Wednesday 14 January 2015

Fat Shaming

Isn't there just something about the New Year that makes us all want to better ourselves!

My post today is something that I do to myself. I make constant excuses and to be honest I'm bored of being disappointed in me.

I am a massive culprit for the New Year 'lets lose a few pounds' which is fine but it's never maintained. I do it for a few months, lose motivtion and then think 'bloody hell this is boring - back to the melted cheese I go'. And really it should be fine. I should just accept and be happy that I like my food but when I see pictures of myself I just end up thinking I'm not happy. Sure in the cheese infused moment I am, but not so much when I am crying over my reflection.

So to be honest I've just had enough. I've gone back to my Fitness Pal and I am logging everything I eat. I've already noticed trends and have made moves to change them. My problem areas are fat and sugar. Even when I started eating 'better' fruit still has SO much sugar so I've been trying super hard to keep under my 45g allowance for the day.

Anyway its paid off so far, I've lost half a stone but I'm not too excited as I always lost the first stone quickly, its the others I need to worry about.

I even bought my very first sports bra the other day so now my they wont hit me in the face...fantastic news all round. I spent most of last night shouting at my fitness DVD man for making me suffer but I think if I stick with it, maybe, just maybe, it might stop being so painful.

I don't know something seems to have shifted this year, I think I'm realising that it's going to get harder as I get older so if I really want to shift a significant amount now is the time I have to do it.
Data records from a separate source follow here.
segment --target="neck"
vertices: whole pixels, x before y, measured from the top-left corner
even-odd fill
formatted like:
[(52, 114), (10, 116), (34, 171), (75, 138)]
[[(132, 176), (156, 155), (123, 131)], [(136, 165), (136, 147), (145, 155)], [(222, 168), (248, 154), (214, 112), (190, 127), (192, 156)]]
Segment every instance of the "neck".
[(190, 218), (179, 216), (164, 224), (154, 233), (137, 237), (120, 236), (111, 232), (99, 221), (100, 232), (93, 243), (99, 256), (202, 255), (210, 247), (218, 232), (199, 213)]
Plus I'm fed up of my thighs rubbing together and I want to go bare legged this summer, tights in the heat are a real pain.  

I'm just going to keep ploughing through and changing little things like my portion sizes and hopefully I will be able to finally shift those couple of stone and keep them off for good. I'm still going to treat myself to a couple of pieces of fried chicken every once in a while though, I mean come on, I'm only human!